2. Ex parte contacts with represented clients, the “person” v. “party” debate. All states have a rule that prohibits one lawyer from communicating about a controversy with the opposing lawyer’s client, absent the consent of that client’s lawyer. Common sense says that this is something that clients should rightly expect after hiring a lawyer. The Model Rule says that a “person” represented by a lawyer is entitled to this protection. The similar language of the California counterpart says that a “party” represented by a lawyer is entitled to this protection. As proposed, Rule 4.2 would abandon the word “party” and use the Model Rule term “person.”

While this slight revision seems innocent enough, it has received fierce opposition from a surprising alliance of prosecutors and criminal defense lawyers who claim that the one-word change would effectuate a sea change in the way criminal cases are investigated. One major bone of contention is the issue of whether a witness, who is not a party, but who elects to hire a lawyer, is entitled to the protection of the ex parte rule when prosecutors and/or defense counsel seek an informal interview. Proponents of the change from “party” to “person” take the position that the witness is someone who should be protected by the rule. Prosecutors and defense counsel claim that such protection would frustrate investigations.

Like the rule in many other states, proposed Rule 4.2 includes an exception for “communications authorized by law,” and this exception is explained in the rule comments as recognizing “that prosecutors or other lawyers representing governmental entities … , as authorized by relevant federal and state, constitutional, decisional and statutory law, may engage in legitimate investigative activities, either directly or through investigative agents and informants.” Defense lawyers argue that the explanation of the exception plainly does not recognize their investigatory activities because they are not “prosecutors” or “lawyers representing governmental entities.” Prosecutors say the explanation is defective because it places the burden on them to identify statutory or case law expressly stating that certain activities are “authorized” when in reality codified laws and case law holdings tend to specify only acts that are prohibited. Prosecutors would rather have the rule’s exception state that investigatory activities are “permitted” unless some are specifically prohibited by a statute or case law.

1. Telling secrets. California lawyers’ duty of confidentiality resides in statute, Bus. & Prof. Code § 6068(e). The one exception permits a lawyer to reveal information reasonably necessary to prevent a criminal act likely to result in death or substantial bodily harm.
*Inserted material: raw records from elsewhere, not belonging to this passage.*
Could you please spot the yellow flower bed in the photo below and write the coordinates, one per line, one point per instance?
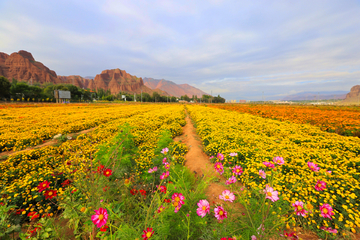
(29, 126)
(22, 172)
(257, 140)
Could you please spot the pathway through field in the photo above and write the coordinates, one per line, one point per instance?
(198, 162)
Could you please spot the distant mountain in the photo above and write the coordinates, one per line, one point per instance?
(172, 88)
(316, 96)
(353, 95)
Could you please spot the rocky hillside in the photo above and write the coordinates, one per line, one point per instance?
(23, 67)
(172, 88)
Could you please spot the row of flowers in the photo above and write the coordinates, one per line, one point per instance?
(328, 118)
(330, 177)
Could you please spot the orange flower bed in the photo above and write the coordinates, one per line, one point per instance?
(342, 120)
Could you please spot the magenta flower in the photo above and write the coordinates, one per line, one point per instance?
(231, 180)
(164, 150)
(329, 229)
(237, 170)
(262, 173)
(204, 207)
(226, 195)
(220, 213)
(269, 164)
(271, 194)
(151, 170)
(233, 154)
(278, 160)
(219, 167)
(178, 199)
(164, 175)
(326, 211)
(100, 218)
(299, 208)
(320, 185)
(313, 166)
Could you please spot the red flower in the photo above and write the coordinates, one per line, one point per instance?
(66, 183)
(104, 228)
(107, 172)
(147, 233)
(49, 194)
(101, 168)
(33, 215)
(163, 189)
(43, 185)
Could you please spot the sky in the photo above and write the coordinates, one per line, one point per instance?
(236, 49)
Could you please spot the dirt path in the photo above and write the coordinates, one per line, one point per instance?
(49, 142)
(199, 163)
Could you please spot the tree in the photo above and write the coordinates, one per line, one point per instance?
(4, 87)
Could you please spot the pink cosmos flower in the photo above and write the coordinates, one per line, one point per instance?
(151, 170)
(164, 175)
(178, 199)
(164, 150)
(262, 173)
(226, 195)
(269, 164)
(204, 207)
(43, 185)
(100, 218)
(219, 167)
(320, 185)
(313, 166)
(237, 170)
(271, 194)
(278, 160)
(299, 208)
(231, 180)
(326, 211)
(220, 213)
(329, 229)
(147, 233)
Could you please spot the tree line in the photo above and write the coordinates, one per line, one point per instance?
(22, 91)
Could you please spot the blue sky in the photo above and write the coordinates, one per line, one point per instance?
(238, 49)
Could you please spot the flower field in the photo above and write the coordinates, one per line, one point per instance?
(28, 126)
(342, 120)
(126, 179)
(320, 168)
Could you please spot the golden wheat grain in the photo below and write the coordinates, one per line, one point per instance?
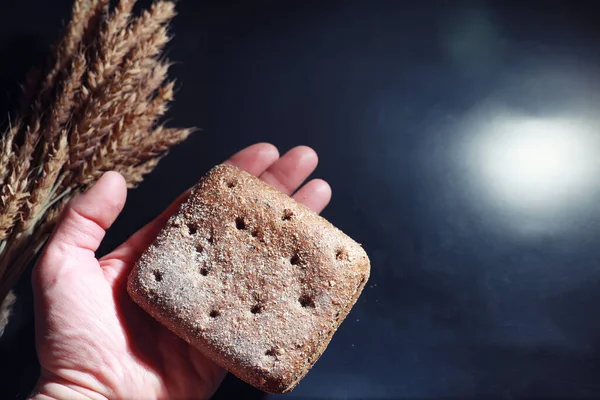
(93, 110)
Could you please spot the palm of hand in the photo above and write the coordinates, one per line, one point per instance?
(92, 340)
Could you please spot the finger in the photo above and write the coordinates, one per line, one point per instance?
(84, 222)
(254, 160)
(288, 173)
(315, 195)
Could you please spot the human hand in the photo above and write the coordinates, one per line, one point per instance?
(92, 340)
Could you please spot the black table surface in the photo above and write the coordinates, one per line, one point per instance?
(462, 143)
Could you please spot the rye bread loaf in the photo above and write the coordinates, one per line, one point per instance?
(254, 280)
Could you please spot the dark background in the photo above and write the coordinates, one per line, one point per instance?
(480, 287)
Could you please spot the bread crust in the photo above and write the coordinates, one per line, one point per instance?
(254, 280)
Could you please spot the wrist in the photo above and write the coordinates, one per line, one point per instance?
(51, 389)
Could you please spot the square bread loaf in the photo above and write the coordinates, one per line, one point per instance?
(254, 280)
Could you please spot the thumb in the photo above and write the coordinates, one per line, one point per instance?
(82, 226)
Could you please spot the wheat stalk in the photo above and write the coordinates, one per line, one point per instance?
(95, 107)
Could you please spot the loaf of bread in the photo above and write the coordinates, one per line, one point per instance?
(254, 280)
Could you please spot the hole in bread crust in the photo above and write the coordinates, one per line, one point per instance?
(295, 260)
(287, 214)
(256, 309)
(273, 352)
(306, 301)
(341, 255)
(157, 275)
(240, 223)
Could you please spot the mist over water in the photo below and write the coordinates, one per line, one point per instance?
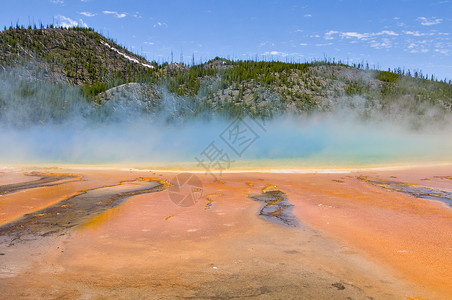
(70, 130)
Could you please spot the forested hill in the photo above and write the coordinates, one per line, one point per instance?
(77, 56)
(103, 71)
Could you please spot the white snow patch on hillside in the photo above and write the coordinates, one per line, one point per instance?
(126, 56)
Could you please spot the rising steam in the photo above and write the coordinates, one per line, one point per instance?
(54, 124)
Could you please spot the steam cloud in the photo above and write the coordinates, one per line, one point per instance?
(36, 129)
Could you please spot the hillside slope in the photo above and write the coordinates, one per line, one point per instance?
(105, 71)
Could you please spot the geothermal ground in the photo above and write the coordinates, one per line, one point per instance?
(119, 233)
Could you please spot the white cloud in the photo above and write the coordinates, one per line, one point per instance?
(360, 36)
(87, 14)
(383, 44)
(114, 13)
(443, 51)
(276, 53)
(266, 43)
(160, 24)
(68, 22)
(429, 22)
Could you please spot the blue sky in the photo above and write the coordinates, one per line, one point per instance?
(399, 33)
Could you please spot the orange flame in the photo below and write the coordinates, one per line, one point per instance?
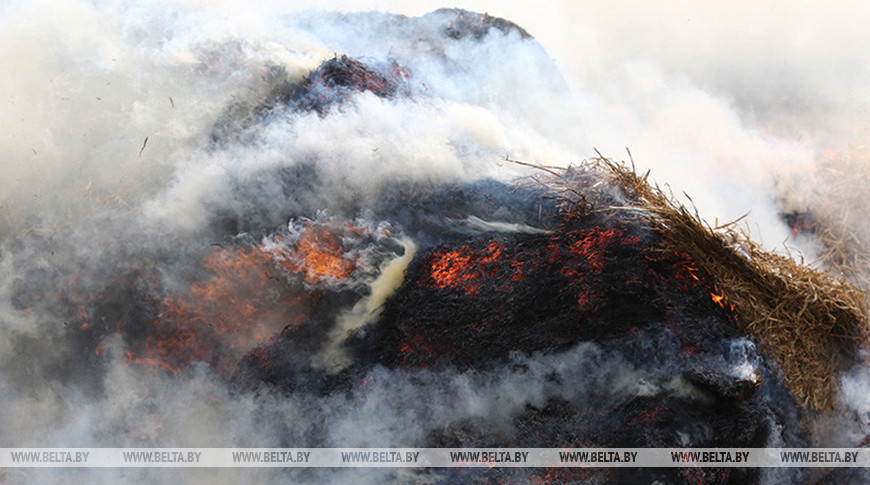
(246, 298)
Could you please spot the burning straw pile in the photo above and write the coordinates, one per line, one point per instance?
(810, 323)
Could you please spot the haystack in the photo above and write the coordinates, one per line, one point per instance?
(810, 323)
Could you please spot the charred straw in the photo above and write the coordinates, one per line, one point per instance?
(812, 324)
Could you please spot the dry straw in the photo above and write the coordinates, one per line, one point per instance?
(812, 324)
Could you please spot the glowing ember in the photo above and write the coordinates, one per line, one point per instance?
(248, 296)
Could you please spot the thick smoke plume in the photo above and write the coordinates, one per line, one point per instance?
(200, 204)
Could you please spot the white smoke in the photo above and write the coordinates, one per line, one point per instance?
(108, 109)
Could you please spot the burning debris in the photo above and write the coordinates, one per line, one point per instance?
(813, 325)
(410, 304)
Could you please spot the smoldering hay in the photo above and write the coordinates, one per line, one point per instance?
(308, 231)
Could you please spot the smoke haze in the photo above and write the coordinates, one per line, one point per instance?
(112, 172)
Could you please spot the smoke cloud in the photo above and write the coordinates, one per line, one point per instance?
(135, 142)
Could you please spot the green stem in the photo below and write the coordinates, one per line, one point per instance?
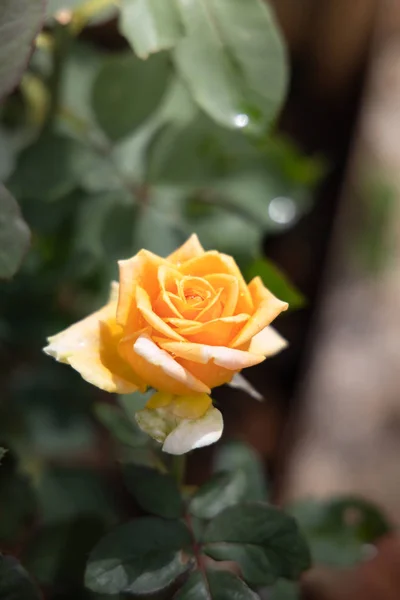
(62, 40)
(178, 467)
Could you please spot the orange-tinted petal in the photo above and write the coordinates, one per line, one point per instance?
(219, 332)
(144, 306)
(190, 249)
(216, 263)
(268, 307)
(140, 270)
(230, 291)
(158, 369)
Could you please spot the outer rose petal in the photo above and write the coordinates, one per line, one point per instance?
(267, 342)
(195, 433)
(139, 270)
(229, 358)
(90, 347)
(240, 383)
(158, 369)
(187, 406)
(181, 435)
(190, 249)
(267, 308)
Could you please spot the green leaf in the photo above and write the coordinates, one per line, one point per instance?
(221, 491)
(50, 168)
(262, 539)
(284, 590)
(149, 25)
(239, 80)
(155, 492)
(56, 553)
(215, 585)
(15, 583)
(127, 91)
(276, 282)
(20, 21)
(14, 235)
(119, 425)
(17, 501)
(140, 557)
(229, 233)
(337, 530)
(159, 226)
(236, 456)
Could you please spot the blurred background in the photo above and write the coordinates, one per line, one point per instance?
(106, 154)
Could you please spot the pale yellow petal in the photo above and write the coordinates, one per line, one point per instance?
(158, 368)
(195, 433)
(267, 342)
(229, 358)
(190, 249)
(185, 406)
(267, 308)
(90, 347)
This exception is recited in the California confidentiality statute and in the California rules. The Model Rules approach to confidentiality includes a broader death or bodily harm exception that is not limited to criminal acts. It also includes additional exceptions, such as an exception to prevent a client from committing a crime or fraud that is reasonably certain to result in substantial injury to the financial interests or property of another person. As proposed, Rule 1.6 would retain California’s approach of favoring strict confidentiality. Some existing case law exceptions to confidentiality are recognized in proposed Rule 1.6, such as an exception permitting a lawyer to comply with a court order to reveal information, and an exception permitting a lawyer to reveal information necessary to litigate a fee dispute or malpractice claim with a former client, but the more controversial Model Rule exceptions regarding financial or property harm are rejected in the proposed rule. Some supporters of the Model Rule approach take the view that self-regulation of the legal profession militates in favor of financial harm exceptions to confidentiality promulgated by the bar itself, rather than risking inevitable federal regulation along the lines of the Sarbanes-Oxley legislation. Supporters of California’s current policy believe that the proper functioning of the American legal system demands that a lawyer remain the one place where clients can confide their deepest secrets without fear of judgment or consequence.